Publicado 15/12/2025 08:42

Sánchez rejeita as lições do PP e da Vox após o caso Salazar e garante que "o assédio e a denúncia não têm cartão".

O Presidente do Governo, Pedro Sánchez, durante uma coletiva de imprensa no Palácio Moncloa, em 15 de dezembro de 2025, em Madri (Espanha). Sánchez fez um balanço do ano político e apresentou o relatório periódico de prestação de contas "C
Eduardo Parra - Europa Press

MADRID 15 dez. (EUROPA PRESS) -

O presidente do governo, Pedro Sánchez, rejeitou as lições do PP e do Vox após as alegações de assédio sexual contra o ex-assessor da Moncloa e ex-membro do PSOE, Francisco Salazar, e defendeu que "assédio e denúncia não têm cartão", mas que "força" contra o abuso "tem um acrônimo".
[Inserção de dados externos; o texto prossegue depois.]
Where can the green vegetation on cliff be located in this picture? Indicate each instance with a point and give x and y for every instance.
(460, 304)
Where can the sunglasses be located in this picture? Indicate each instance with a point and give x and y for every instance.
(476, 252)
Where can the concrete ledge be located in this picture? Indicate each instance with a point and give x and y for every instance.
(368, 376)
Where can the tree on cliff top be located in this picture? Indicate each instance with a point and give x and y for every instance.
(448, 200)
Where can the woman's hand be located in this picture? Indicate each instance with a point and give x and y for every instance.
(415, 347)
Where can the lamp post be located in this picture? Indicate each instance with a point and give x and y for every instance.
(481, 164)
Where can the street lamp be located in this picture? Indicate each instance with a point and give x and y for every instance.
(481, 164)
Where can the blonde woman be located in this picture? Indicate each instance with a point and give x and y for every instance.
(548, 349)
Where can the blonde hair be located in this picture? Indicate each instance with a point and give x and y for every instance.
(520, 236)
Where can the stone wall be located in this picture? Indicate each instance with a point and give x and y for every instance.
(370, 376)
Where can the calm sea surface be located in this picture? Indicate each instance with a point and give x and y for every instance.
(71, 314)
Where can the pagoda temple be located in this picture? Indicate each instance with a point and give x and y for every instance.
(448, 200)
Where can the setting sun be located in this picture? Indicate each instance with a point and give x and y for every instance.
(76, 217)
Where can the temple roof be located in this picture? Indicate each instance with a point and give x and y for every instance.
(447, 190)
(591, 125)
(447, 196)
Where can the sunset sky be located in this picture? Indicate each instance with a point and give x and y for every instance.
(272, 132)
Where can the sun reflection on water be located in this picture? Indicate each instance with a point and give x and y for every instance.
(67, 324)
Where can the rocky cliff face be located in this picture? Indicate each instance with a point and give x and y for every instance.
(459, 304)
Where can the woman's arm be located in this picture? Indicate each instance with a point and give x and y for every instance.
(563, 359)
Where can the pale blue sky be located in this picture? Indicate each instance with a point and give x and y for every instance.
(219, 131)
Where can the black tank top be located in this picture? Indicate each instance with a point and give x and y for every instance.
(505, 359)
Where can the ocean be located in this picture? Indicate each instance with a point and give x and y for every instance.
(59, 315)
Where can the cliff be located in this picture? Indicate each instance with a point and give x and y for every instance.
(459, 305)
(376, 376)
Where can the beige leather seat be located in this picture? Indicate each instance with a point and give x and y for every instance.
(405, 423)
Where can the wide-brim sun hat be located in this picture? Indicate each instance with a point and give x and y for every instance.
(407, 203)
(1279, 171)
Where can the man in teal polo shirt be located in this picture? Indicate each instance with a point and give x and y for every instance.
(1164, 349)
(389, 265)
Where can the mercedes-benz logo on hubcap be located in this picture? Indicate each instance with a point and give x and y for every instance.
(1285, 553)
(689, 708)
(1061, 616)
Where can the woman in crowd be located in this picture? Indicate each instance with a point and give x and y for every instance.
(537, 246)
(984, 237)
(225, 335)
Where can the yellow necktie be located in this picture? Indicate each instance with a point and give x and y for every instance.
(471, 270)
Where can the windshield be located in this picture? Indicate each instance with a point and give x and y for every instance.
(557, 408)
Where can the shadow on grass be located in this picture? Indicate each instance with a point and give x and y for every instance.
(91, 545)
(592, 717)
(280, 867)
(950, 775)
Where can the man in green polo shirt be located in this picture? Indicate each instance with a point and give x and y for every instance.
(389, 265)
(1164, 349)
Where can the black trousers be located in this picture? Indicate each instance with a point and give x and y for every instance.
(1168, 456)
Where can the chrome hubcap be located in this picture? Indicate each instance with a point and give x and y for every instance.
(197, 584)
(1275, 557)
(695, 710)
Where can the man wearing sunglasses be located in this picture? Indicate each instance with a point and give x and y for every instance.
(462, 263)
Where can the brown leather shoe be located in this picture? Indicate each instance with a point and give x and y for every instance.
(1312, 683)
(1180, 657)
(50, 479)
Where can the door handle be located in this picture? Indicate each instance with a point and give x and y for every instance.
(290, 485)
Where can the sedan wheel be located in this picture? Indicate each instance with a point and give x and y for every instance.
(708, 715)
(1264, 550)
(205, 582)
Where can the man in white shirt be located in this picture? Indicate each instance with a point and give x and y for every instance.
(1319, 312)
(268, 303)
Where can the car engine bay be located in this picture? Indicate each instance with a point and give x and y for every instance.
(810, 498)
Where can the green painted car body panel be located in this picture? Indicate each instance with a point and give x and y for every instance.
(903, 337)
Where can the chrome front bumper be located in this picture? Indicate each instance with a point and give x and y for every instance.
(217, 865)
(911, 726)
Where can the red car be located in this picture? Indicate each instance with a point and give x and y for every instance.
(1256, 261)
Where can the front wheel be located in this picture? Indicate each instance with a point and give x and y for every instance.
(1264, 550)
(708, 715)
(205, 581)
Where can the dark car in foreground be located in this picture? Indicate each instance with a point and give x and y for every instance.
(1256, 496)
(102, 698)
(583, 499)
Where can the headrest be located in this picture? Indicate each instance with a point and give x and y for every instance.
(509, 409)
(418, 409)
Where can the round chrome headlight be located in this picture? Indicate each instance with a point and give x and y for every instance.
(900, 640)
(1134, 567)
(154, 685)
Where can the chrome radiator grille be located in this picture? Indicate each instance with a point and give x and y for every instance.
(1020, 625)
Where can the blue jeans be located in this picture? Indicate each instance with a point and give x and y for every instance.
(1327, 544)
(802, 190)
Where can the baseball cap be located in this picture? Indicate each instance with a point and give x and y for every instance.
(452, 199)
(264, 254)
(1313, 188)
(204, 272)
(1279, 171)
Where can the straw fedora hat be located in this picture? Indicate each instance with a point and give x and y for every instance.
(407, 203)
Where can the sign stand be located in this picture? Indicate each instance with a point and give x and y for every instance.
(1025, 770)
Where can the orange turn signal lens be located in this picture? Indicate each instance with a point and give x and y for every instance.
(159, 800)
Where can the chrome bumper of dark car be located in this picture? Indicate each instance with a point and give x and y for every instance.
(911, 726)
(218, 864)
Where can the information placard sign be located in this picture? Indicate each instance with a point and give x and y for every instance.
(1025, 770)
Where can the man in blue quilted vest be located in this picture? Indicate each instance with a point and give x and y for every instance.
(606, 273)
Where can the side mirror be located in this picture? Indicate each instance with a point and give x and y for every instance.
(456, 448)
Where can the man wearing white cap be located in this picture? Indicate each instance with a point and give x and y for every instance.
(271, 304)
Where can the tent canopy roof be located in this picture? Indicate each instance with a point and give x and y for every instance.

Em uma coletiva de imprensa realizada em Moncloa para fazer um balanço das medidas adotadas nos últimos seis meses, o chefe do Executivo afirmou que "sempre" foram os progressistas e, em especial, o PSOE, "que lideraram" os direitos das mulheres, como o direito à interrupção voluntária do aborto ou a lei contra a violência de gênero.

Sánchez admitiu que o governo cometeu "erros, como todo mundo", mas que "todos os avanços em termos de igualdade" entre homens e mulheres "sempre foram alcançados pela mão, em primeiro lugar, das mulheres e sob governos progressistas".

"Digo tudo isso porque, obviamente, não vamos aceitar lições daqueles que votam contra esses avanços, daqueles que recorrem desses avanços perante o Tribunal Constitucional. E, portanto, zero eleições daqueles que questionam a violência contra as mulheres ou fazem pactos com aqueles que questionam a violência contra as mulheres", continuou.